Elizabeth Bowen, Eva Trout

I started re-reading Eva Trout by Elizabeth Bowen among two days of gales. What is she doing, Eva Trout, why is she always escaping, to another household, another hotel, another country, and who are her allies, if any? Lashings of plot are bathed in onward uncertainty.  Elizabeth Bowen, and Eva, do not give much away. The sentences are tight and loose, nervous and lax. You can avoid saying by saying a lot as well by saying a little. You can fall into the abyss almost anywhere.

Twinges of recognition impel me on. I'm glad someone else has written this. I continue reading on flights to and from London, on trains to and from Gatwick. Eva Trout comes into her own when I'm on the move, all antennae out.

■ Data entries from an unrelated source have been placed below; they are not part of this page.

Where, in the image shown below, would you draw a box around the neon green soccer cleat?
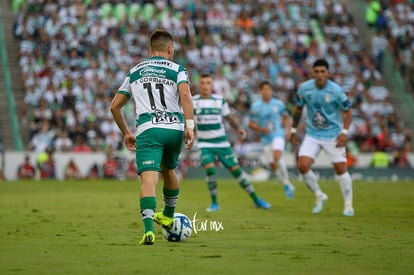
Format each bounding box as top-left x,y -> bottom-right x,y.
154,212 -> 174,229
139,231 -> 155,245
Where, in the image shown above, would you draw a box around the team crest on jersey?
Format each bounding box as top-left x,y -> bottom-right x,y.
152,111 -> 180,124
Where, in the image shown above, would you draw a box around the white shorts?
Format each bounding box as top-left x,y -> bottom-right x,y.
299,135 -> 346,163
260,137 -> 285,164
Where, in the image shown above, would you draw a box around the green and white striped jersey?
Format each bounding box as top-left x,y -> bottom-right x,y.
118,56 -> 189,135
193,94 -> 230,148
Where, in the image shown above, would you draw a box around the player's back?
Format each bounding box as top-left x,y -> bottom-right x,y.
193,95 -> 230,147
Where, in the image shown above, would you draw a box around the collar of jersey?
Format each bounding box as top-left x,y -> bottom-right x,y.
150,55 -> 167,60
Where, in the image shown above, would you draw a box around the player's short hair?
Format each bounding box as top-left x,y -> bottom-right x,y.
312,58 -> 329,70
259,80 -> 273,90
200,73 -> 213,78
150,29 -> 174,51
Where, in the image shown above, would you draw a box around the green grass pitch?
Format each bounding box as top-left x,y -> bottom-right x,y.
0,179 -> 414,274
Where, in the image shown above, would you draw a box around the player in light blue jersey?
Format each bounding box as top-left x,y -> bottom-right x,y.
290,59 -> 354,216
249,81 -> 295,199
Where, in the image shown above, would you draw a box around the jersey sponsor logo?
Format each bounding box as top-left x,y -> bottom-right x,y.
312,111 -> 328,129
152,110 -> 180,124
139,77 -> 174,86
139,67 -> 167,77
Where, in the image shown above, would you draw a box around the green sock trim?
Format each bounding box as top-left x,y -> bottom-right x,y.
206,167 -> 216,176
139,197 -> 157,233
162,188 -> 180,217
206,167 -> 217,203
231,168 -> 242,178
162,188 -> 180,197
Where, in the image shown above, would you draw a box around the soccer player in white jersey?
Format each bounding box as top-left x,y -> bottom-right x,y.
193,74 -> 271,212
290,59 -> 354,216
111,30 -> 195,245
249,81 -> 295,199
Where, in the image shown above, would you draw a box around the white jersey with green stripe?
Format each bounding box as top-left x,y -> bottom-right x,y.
193,94 -> 230,148
118,56 -> 189,135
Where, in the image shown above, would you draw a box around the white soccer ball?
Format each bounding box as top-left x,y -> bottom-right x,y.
161,213 -> 193,242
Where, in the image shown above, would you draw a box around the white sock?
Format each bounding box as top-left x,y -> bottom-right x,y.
275,157 -> 291,185
337,172 -> 352,206
302,170 -> 322,197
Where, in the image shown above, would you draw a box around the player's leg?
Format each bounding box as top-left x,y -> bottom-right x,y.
136,130 -> 163,244
217,147 -> 272,209
297,136 -> 328,214
139,171 -> 158,245
271,137 -> 295,199
201,148 -> 219,212
326,142 -> 355,216
154,129 -> 184,227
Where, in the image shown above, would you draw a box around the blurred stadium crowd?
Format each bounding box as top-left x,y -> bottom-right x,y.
12,0 -> 414,175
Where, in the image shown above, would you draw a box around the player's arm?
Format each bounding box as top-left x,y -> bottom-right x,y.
282,113 -> 291,139
111,93 -> 136,151
290,105 -> 303,146
249,119 -> 269,135
224,114 -> 247,140
336,108 -> 352,147
178,82 -> 195,150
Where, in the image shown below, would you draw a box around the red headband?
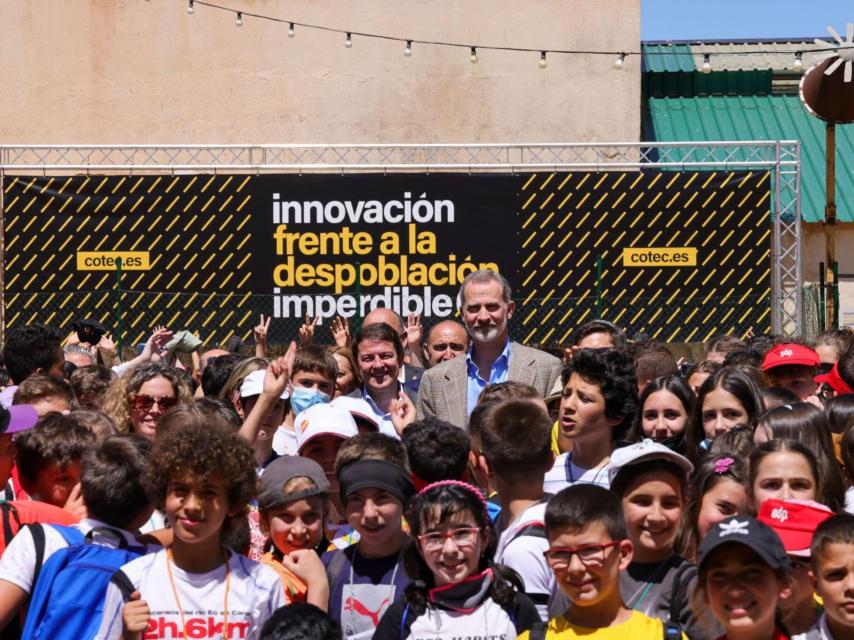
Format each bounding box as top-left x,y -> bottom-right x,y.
418,480 -> 489,520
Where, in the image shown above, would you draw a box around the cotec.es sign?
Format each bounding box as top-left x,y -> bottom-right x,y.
77,251 -> 151,271
623,247 -> 697,267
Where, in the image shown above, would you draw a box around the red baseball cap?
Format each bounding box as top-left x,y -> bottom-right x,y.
762,344 -> 821,371
756,498 -> 833,558
813,362 -> 854,395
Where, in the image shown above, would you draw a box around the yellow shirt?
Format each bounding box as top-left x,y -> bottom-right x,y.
518,611 -> 685,640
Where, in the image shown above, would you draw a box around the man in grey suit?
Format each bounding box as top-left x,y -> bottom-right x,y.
417,269 -> 561,429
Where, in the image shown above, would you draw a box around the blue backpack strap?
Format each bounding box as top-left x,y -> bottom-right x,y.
528,620 -> 548,640
50,524 -> 86,547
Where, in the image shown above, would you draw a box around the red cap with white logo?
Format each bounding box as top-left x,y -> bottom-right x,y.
762,343 -> 821,371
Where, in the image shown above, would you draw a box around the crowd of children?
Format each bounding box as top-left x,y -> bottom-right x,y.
0,276 -> 854,640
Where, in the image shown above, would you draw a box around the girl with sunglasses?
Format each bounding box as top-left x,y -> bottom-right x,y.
373,480 -> 540,640
104,363 -> 192,440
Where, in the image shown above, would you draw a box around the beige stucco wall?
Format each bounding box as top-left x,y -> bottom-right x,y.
0,0 -> 640,144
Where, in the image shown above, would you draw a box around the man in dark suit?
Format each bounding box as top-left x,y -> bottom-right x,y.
416,269 -> 561,429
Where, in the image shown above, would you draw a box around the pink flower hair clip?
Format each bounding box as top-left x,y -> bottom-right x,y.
715,458 -> 735,475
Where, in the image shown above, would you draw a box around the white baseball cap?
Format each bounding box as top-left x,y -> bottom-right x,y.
240,369 -> 290,400
608,438 -> 694,482
294,402 -> 359,451
332,396 -> 379,431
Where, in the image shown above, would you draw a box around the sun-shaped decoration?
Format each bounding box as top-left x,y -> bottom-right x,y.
815,22 -> 854,82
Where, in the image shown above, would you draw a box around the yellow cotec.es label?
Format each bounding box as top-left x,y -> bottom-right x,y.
77,251 -> 151,271
623,247 -> 697,267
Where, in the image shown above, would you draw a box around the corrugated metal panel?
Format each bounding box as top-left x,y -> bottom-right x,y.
644,95 -> 854,222
641,42 -> 831,73
641,44 -> 702,73
691,38 -> 831,71
641,70 -> 773,98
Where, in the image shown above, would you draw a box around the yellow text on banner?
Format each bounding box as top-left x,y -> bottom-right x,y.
623,247 -> 697,267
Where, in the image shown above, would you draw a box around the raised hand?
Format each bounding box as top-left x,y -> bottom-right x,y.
331,316 -> 352,347
404,313 -> 424,349
262,342 -> 297,399
389,391 -> 415,435
252,313 -> 271,358
299,316 -> 320,347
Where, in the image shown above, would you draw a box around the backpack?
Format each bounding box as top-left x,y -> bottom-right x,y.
21,525 -> 145,640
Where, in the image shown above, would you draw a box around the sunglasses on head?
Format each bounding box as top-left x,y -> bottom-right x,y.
133,394 -> 178,411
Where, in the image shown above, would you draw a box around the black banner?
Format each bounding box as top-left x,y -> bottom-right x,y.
3,171 -> 771,345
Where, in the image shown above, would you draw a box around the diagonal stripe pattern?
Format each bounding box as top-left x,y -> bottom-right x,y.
517,171 -> 771,345
4,175 -> 256,344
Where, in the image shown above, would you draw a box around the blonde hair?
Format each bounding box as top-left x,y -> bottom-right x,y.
218,358 -> 268,403
102,363 -> 193,433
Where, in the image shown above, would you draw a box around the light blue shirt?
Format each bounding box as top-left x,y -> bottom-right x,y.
466,337 -> 510,415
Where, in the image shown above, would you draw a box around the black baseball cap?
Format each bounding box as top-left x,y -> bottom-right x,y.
258,456 -> 331,511
0,404 -> 39,434
697,515 -> 791,572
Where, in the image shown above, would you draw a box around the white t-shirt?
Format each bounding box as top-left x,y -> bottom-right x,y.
139,509 -> 166,533
96,549 -> 286,640
495,501 -> 555,621
0,518 -> 150,593
543,453 -> 611,494
273,426 -> 299,456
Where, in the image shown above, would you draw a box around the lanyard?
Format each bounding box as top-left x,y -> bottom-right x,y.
166,546 -> 231,640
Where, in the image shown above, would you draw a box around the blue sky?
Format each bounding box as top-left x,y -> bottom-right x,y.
641,0 -> 854,40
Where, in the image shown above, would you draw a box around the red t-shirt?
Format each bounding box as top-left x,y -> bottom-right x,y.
0,500 -> 80,555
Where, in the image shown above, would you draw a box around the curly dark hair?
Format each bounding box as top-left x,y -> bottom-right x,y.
403,485 -> 525,616
260,602 -> 342,640
569,320 -> 626,349
676,453 -> 747,562
15,412 -> 95,485
143,416 -> 258,516
560,349 -> 638,441
3,324 -> 63,384
400,416 -> 471,482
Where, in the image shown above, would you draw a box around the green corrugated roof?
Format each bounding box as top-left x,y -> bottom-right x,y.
641,43 -> 702,73
643,95 -> 854,222
641,42 -> 831,73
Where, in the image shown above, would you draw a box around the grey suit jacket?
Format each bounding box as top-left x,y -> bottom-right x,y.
416,342 -> 562,429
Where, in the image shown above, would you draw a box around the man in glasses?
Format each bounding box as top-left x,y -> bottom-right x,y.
424,320 -> 469,367
519,484 -> 682,640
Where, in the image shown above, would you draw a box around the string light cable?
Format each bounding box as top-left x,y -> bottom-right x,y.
181,0 -> 836,66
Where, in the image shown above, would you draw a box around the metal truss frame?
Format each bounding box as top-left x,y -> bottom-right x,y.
0,140 -> 803,335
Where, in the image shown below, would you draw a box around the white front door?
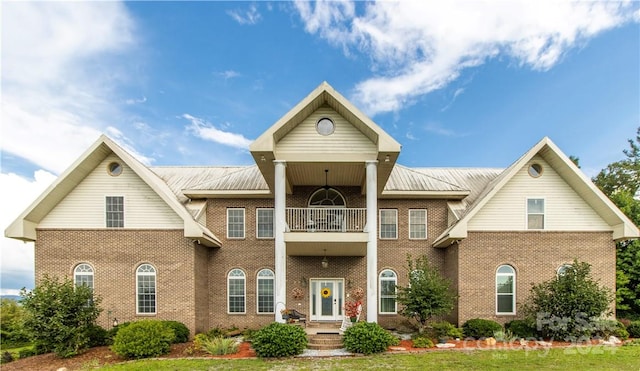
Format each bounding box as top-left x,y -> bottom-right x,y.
310,278 -> 344,321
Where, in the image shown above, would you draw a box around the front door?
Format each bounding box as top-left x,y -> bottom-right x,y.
310,278 -> 344,321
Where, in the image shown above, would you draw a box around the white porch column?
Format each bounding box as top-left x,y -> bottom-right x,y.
273,160 -> 287,323
365,161 -> 378,322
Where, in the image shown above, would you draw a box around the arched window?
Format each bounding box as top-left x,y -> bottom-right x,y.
496,265 -> 516,314
378,269 -> 398,313
136,264 -> 156,314
309,188 -> 347,207
73,263 -> 93,290
256,269 -> 275,313
227,269 -> 245,313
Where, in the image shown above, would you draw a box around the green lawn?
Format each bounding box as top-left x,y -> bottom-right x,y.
101,346 -> 640,371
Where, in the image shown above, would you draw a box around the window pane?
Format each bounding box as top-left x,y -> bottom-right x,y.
105,196 -> 124,228
498,294 -> 514,313
227,209 -> 244,238
258,209 -> 273,238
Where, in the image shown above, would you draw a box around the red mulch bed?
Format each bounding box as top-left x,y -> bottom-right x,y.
0,342 -> 256,371
1,340 -> 616,371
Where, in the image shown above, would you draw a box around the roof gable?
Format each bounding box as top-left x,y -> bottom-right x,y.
5,135 -> 220,246
434,137 -> 640,247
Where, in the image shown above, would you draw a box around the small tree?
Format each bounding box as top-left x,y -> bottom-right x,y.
397,255 -> 455,332
20,276 -> 101,358
524,260 -> 614,340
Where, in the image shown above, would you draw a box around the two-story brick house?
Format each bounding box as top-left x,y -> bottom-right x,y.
5,83 -> 639,331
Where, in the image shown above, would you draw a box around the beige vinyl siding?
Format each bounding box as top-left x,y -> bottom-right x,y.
276,106 -> 377,155
469,156 -> 611,231
39,156 -> 184,229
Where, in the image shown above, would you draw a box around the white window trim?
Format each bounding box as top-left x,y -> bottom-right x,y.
256,207 -> 276,240
73,262 -> 96,291
227,207 -> 247,240
256,268 -> 276,314
378,209 -> 398,240
493,264 -> 518,316
102,194 -> 127,229
227,268 -> 247,315
136,263 -> 158,316
407,209 -> 429,240
378,268 -> 398,314
524,196 -> 547,231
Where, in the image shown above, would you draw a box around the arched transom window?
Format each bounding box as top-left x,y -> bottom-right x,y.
309,187 -> 346,207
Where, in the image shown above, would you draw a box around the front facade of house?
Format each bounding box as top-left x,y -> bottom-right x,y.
5,83 -> 639,333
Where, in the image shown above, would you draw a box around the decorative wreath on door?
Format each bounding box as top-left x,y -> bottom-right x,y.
320,287 -> 331,299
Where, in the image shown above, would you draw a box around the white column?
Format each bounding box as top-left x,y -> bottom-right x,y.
365,161 -> 378,322
273,160 -> 287,323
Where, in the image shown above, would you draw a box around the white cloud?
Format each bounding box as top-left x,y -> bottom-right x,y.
182,113 -> 252,149
296,1 -> 638,115
0,170 -> 55,294
2,2 -> 134,172
227,4 -> 262,24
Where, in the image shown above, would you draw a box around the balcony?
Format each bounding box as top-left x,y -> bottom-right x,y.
284,207 -> 368,256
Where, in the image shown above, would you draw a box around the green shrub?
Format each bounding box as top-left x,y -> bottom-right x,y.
251,322 -> 307,357
429,321 -> 462,339
342,322 -> 399,354
504,319 -> 538,339
162,321 -> 189,344
462,318 -> 502,339
20,276 -> 101,358
0,350 -> 13,364
111,320 -> 175,359
413,336 -> 433,348
88,325 -> 108,348
627,321 -> 640,339
201,337 -> 238,356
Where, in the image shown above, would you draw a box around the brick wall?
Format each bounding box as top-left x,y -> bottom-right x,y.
35,229 -> 197,334
458,231 -> 616,324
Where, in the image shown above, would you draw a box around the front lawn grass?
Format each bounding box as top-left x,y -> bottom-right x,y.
96,346 -> 640,371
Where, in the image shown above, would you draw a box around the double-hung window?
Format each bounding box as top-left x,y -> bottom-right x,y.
409,209 -> 427,240
257,269 -> 275,313
227,268 -> 246,313
256,209 -> 273,238
105,196 -> 124,228
227,208 -> 244,238
527,198 -> 544,229
380,209 -> 398,240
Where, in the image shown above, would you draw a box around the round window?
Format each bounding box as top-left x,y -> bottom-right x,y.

Life is an anti-novel, I read on page 211 of my Avon edition, 1978. The front cover has a woman in an unrealistically long blue satin dress, draped about on a sofa, also draped. The blue satin is at your own risk. 'Everything must be plausible, by tomorrow', on page 261. But it isn't.
Anyhow, what a slippery fish is identity; and what is it, besides a slippery fish?... What is a person? Is it true, there is not more than one of each? If so, is it this singular forcefulness, or forcefulness arising from being singular, which occasionally causes a person to bite on history? All the more, in that case, what is a person?